The 47 Republican Senators who wrote to the leaders of the Islamic Republic of Iran yesterday did so, they said, “to bring to your attention two features of our Constitution” which the Senators said limit how much President Obama can commit to in nuclear negotiations between Tehran, the U.S. and its five allies.
But to judge by his past statements about those negotiations, the letter’s primary author intended it not so much to edify the Iranians about the American system of government as to completely undermine the talks themselves.
Freshman Sen. Tom Cotton of Arkansas strongly opposes the nuclear talks and believes they should stop immediately. In January, he told the Heritage Foundation “the ongoing nuclear negotiations with Iran … started out as an unwise policy [and have] now descended into a dangerous farce.”
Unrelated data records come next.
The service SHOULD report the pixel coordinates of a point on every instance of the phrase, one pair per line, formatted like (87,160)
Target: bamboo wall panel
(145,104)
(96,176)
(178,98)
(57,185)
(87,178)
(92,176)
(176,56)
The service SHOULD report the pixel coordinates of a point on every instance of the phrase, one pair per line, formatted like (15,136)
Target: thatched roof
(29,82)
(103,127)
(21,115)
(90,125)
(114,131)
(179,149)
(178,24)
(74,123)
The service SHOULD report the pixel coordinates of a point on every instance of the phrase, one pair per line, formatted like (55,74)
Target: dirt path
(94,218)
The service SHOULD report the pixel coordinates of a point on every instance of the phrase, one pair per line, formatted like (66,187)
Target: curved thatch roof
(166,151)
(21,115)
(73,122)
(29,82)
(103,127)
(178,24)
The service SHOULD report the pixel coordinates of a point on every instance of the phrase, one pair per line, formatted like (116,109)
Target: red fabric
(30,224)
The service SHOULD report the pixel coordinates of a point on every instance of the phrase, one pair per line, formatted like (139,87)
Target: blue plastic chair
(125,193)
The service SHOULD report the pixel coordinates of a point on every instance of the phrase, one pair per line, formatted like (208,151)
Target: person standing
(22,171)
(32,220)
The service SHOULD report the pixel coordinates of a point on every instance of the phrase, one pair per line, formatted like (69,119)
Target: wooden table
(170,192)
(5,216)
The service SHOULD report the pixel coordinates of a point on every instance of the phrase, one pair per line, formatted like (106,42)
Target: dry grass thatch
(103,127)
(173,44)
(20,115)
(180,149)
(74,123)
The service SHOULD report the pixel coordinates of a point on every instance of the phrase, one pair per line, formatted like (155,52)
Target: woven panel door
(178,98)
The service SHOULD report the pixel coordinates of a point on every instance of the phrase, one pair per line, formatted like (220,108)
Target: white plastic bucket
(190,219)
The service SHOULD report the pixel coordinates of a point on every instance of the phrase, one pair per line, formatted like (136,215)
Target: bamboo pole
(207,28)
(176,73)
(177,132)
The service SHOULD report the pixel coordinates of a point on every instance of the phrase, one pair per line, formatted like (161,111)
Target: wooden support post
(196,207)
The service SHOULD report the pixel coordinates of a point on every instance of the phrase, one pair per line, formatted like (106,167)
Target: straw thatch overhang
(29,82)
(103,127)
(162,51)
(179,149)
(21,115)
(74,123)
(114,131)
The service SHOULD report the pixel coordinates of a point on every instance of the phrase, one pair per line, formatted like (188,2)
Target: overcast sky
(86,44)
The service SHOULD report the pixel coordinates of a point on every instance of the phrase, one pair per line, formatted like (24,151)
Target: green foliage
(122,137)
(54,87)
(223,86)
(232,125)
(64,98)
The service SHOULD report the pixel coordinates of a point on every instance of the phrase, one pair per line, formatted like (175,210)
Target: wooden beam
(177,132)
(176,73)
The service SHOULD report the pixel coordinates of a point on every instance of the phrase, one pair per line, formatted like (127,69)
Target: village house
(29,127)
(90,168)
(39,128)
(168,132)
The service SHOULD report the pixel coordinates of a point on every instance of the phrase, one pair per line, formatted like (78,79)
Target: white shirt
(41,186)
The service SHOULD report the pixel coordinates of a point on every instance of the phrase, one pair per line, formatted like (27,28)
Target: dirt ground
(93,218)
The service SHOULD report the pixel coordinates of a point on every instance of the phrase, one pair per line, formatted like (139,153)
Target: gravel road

In his Heritage speech, Cotton suggested that Obama might have cut a quiet deal to push off Iranian nuclear weapons capability until after the end of his second term. Cotton said that the President, in writing to Iran’s supreme leader over the last several years in pursuit of a diplomatic solution to the nuclear impasse, had behaved “like a love-struck teenager.”
By contrast, Cotton informed the Iranian leaders in his letter Monday that any deal Obama cut with them might not last. “We will consider any agreement regarding your nuclear weapons program that is not approved by the Congress as nothing more than an executive agreement,” Cotton and his fellow Senators wrote. “The next president could revoke such an executive agreement with the stroke of a pen and future Congresses could modify the terms of the agreement at any time,” the Republican Senators added.
Cotton has thoughts on what an alternative policy should be. In his Heritage speech, he said the U.S. should focus first and foremost on bringing down the regime in Tehran. “The goal of our policy must be clear: regime change in Iran,” Cotton said. To that end, Cotton said, the U.S. Congress should offer to transfer bombers and 30,000 pound bunker busting bombs to Israel for use should Israel decide to attack Iranian nuclear sites.
Not all the Republicans agree with that policy. Seven Republican Senators did not sign the letter, although they have not all stated their reasons. Former Defense Secretary Robert Gates has previously argued that Israeli military strikes against Iran could draw the U.S. unprepared into war. Cotton served in Iraq and Afghanistan, but after two long and costly wars few politicians are willing publicly to embrace policies that could drag the U.S. into another Middle East conflict.
Which may explain why Cotton and his fellow signatories ended their letter to the Iranians by saying only that, “We hope this letter enriches your knowledge of our constitutional system and promotes mutual understanding and clarity as nuclear negotiations progress.”